At the sign-in for stage 1 of the RideLondon Classique in Saffron Walden, Rebecca Koerner (Uno-X Mobility) was easy to spot in the red-and-white jersey of the Danish national champion. The 23-year-old will wear a different jersey on stage 2, though: She went into the breakaway and won all three QOM sprints, putting her in the orange-and-blue QOM jersey.
“We wanted to have an aggressive race and be out front with at least one rider. Luckily, I was the one who got to get away. I've really been looking forward to getting into a real breakaway, and today I succeeded, so I'm really happy,” Koerner said in the post-stage interview.
She and Lea Lin Teutenberg (Ceratizit-WNT) got away very early in the 159.2-kilometre stage and split the QOM and sprint points between themselves, sharing the workload on their ride of 140km before being caught with 16.5km to go.
“It would have been better to have more people out there, but the two of us cooperated well, and we had a nice day together. In the end, I managed to get what I came for, I’m happy about that,” Koerner said about her day ahead of the pack on the Essex roads.
The Dane is another lateral entrant into women’s cycling: In her youth, she practiced high diving and had won three Danish championships at age 18.
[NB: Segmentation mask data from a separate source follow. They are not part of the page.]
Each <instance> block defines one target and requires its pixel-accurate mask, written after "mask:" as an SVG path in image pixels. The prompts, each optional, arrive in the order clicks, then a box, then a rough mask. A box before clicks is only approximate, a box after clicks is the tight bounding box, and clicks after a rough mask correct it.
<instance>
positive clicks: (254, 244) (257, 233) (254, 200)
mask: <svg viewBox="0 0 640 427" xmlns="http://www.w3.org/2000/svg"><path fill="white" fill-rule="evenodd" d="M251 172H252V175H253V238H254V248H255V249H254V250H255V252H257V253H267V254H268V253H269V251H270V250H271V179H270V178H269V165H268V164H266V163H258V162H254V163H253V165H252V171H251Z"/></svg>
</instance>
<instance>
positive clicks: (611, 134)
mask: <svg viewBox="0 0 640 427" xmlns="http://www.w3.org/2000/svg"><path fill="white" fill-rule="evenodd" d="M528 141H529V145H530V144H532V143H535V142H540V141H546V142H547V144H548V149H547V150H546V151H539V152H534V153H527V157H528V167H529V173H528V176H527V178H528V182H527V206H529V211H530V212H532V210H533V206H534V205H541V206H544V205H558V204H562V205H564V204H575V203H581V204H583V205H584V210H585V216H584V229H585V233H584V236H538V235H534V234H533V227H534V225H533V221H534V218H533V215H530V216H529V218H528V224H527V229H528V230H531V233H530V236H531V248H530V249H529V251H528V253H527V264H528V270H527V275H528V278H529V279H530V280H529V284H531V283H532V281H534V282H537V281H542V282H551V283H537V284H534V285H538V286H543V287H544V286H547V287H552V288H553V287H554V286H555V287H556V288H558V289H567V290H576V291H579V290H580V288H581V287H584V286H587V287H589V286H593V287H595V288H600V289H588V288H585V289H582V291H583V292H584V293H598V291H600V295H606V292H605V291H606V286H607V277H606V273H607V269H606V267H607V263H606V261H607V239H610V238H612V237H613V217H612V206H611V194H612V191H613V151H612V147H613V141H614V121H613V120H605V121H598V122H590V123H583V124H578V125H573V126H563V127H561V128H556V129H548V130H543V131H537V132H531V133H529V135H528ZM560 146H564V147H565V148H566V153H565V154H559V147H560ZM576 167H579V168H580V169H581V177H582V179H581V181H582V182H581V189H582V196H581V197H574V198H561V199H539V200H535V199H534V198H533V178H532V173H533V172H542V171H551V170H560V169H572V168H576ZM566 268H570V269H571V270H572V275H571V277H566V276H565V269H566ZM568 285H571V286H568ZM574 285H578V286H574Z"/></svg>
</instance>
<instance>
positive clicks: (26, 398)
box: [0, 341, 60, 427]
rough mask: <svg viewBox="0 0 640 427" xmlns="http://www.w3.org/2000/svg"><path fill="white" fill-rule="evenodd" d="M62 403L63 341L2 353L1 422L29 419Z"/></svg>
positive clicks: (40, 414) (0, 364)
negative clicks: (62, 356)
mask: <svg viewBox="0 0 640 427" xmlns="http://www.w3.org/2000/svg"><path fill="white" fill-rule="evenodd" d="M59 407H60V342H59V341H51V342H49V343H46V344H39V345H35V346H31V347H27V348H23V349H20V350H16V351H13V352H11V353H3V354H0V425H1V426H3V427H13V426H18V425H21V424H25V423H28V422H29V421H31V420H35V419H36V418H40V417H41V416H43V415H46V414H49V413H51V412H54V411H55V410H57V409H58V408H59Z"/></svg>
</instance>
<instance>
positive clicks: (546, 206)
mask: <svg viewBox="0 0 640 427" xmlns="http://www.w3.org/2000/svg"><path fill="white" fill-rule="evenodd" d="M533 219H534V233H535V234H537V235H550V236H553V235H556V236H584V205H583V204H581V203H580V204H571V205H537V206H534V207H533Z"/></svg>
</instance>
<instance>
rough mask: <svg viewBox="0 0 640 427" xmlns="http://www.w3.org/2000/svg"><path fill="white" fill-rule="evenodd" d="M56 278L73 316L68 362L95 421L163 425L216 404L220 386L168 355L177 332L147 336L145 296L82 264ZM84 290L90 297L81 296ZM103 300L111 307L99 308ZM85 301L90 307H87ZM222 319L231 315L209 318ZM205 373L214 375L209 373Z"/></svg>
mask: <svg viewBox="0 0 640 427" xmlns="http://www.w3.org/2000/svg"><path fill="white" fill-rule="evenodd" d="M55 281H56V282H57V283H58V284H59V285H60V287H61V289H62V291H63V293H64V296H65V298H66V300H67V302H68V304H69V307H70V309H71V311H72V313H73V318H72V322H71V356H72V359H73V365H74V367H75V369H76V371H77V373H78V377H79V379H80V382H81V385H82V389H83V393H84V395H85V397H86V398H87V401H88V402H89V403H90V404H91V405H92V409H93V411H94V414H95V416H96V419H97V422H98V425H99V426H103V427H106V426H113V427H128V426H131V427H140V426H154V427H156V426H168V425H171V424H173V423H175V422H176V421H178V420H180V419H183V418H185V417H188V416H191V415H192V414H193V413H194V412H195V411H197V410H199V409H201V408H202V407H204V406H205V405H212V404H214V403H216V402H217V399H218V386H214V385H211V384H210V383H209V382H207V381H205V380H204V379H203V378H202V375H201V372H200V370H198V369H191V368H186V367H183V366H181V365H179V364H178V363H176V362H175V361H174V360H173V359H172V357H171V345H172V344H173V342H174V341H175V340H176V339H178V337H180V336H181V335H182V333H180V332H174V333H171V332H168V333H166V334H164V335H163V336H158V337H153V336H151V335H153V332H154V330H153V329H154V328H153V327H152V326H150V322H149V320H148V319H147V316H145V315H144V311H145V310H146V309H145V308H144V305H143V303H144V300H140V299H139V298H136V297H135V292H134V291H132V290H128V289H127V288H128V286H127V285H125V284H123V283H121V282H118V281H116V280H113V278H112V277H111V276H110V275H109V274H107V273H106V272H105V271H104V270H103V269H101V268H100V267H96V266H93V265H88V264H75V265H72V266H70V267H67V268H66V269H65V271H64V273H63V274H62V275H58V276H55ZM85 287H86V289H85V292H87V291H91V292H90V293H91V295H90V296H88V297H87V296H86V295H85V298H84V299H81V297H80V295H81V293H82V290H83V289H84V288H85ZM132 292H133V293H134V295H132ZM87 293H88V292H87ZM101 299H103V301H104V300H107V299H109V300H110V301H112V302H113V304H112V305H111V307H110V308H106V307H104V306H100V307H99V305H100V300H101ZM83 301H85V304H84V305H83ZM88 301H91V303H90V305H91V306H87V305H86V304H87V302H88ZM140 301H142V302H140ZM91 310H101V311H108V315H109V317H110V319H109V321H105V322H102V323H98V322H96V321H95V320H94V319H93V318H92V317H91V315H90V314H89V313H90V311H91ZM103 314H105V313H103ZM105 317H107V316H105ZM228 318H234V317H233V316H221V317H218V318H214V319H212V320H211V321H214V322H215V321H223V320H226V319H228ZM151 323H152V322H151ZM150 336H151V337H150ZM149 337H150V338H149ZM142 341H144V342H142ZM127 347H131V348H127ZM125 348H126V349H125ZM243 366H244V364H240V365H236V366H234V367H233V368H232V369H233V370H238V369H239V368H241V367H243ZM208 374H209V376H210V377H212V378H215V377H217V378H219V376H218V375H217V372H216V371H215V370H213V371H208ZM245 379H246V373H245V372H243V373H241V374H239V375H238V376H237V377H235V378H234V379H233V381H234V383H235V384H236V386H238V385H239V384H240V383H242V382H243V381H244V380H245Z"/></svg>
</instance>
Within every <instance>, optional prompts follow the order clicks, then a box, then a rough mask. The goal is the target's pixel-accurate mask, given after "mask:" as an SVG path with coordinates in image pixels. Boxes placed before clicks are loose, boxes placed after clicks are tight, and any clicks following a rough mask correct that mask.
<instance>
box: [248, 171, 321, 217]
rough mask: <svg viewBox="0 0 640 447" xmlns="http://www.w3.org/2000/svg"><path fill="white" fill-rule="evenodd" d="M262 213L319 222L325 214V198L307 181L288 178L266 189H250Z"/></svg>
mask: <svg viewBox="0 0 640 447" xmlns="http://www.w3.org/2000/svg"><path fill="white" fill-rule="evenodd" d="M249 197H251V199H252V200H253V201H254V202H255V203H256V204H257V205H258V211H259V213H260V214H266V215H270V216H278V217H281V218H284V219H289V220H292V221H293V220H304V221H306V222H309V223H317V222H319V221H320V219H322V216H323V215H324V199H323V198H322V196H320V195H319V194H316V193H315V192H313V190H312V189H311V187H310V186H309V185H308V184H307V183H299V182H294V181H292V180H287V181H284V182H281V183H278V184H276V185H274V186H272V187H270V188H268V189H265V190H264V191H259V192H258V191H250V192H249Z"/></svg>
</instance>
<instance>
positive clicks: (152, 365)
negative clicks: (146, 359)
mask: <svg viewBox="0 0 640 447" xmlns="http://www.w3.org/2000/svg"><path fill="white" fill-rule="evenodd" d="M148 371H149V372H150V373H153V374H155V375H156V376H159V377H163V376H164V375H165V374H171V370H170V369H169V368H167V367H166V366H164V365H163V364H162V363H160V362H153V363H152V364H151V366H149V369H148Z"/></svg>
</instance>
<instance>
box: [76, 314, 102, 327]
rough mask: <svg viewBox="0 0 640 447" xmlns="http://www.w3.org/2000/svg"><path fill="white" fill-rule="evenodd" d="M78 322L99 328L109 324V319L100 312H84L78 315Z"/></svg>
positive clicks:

But after injuring her hip and back when she fell badly in the diving pool, she switched to road cycling, buying her first race bike in 2019.
Koerner spent the next two seasons with the well-known Copenhagen cycling club ABC (Arbejdernes Bicycle Club). In 2021, she took six domestic victories in the red-white-blue kit, including a stage and the GC in the prestigious Randers Bike Week, and was selected for the World Championships.
For 2022, Koerner signed with the Uno-X Pro Cycling Team, still her current squad, and in 2023, she won the Danish road championships from an early breakaway, finishing with a 32-kilometre solo.
Looking ahead to Saturday, Koerner hopes to defend her new orange-and-blue jersey.
“It would be nice to keep the jersey also after tomorrow, but we will have to see how the stage goes tomorrow,” she said.
There are no QOMs on the final stage in the centre of London, and stage 2 has the same number of QOMs as stage 1. This means that even if someone were to win all stage 2 QOMs, they could at most draw equal to Koerner, putting the GC position into play as a tiebreaker.
Koerner lost 20 seconds on the uphill finish in Colchester and is 54th overall, 22 seconds behind stage winner Lorena Wiebes (SD Worx-Protime), and the QOM classification could even come down to bonus seconds at the intermediate sprint in London. But if Koerner manages to snatch just one QOM point on stage 2, she only has to finish the race to win the orange jersey.